As anticipation builds for Sunday’s season premiere, get psyched — or go crazy — by reading up on the 11 biggest unanswered questions awaiting us in Westeros this year. Winter? Definitely coming. Everything else? Your guess is as good as ours ….
1. Is Jon Snow dead? Like, dead dead?
When everyone involved with Game of Thrones swears up and down that Jon Snow is dead, they’re probably not lying. Last season’s final shot — Jon in the snow, blood gushing out from multiple stab wounds, with the unblinking eyes that are cinematic shorthand for “yeah, this dude’s a corpse” — doesn’t leave a whole lot of wiggle room. Nor do the clips from the trailers that show him lying in state, surrounded by Ser Davos and various Night’s Watch loyalists.
So does this mean Jon is following his father Ned, his half-brother Robb, and his stepmother Catelyn into Shocking Stark Death Oblivion? Since the most recent volume of the novels, A Dance with Dragons, ends on this exact same cliffhanger, nobody knows for sure — but don’t count the boy in black out just yet. For one thing, he has a special connection to his direwolf Ghost, and may be able to “warg” his consciousness into his animal companion. For another, the red priestess Melisandre is hanging around, and her religion has serious resurrection powers. Readers have long speculated that a combination of these two kinds of magic — ice and fire, if you will, perhaps with an assist from his psychic brother Bran — will give Lord Snow his ticket back to the land of the living, and leave him much more whole than other resurrectees have been in the past.

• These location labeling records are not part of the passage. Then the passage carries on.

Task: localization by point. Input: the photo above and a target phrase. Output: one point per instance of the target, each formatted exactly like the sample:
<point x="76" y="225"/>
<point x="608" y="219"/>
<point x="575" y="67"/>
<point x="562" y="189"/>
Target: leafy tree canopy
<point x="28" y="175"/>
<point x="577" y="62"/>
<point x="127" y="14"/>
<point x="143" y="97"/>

‘Game of Thrones’ actor Kit Harington discussed his original audition for the show and filming his reincarnation scene. Watch here.
2. What the hell’s going to happen at the Wall?
Nothing good! Ser Alliser Thorne has led a mutiny against Jon Snow for allowing the wildlings through the Wall, which means more bloodshed between rival factions is sure to follow. The feral tribe from the outlands may not have been the late Lord Commander’s biggest fans, but they’re not likely to take kindly to his murder by a pack of bigots, whom they outnumber by an order of magnitude. The late Stannis Baratheon’s two most devoted followers, Davos and Melisandre, are still in the mix as well — and so is at least one giant, whom Jon helped rescue from the besieged fishing village of Hardhome. To the south, the Boltons are in charge, and they could well send forces to slay the few remaining Stark and Stannis loyalists at Castle Black. And to the north, of course, the White Walkers are coming, with their army of the dead in tow. It’s an explosive situation, and the whole Wall could fall if it blows up.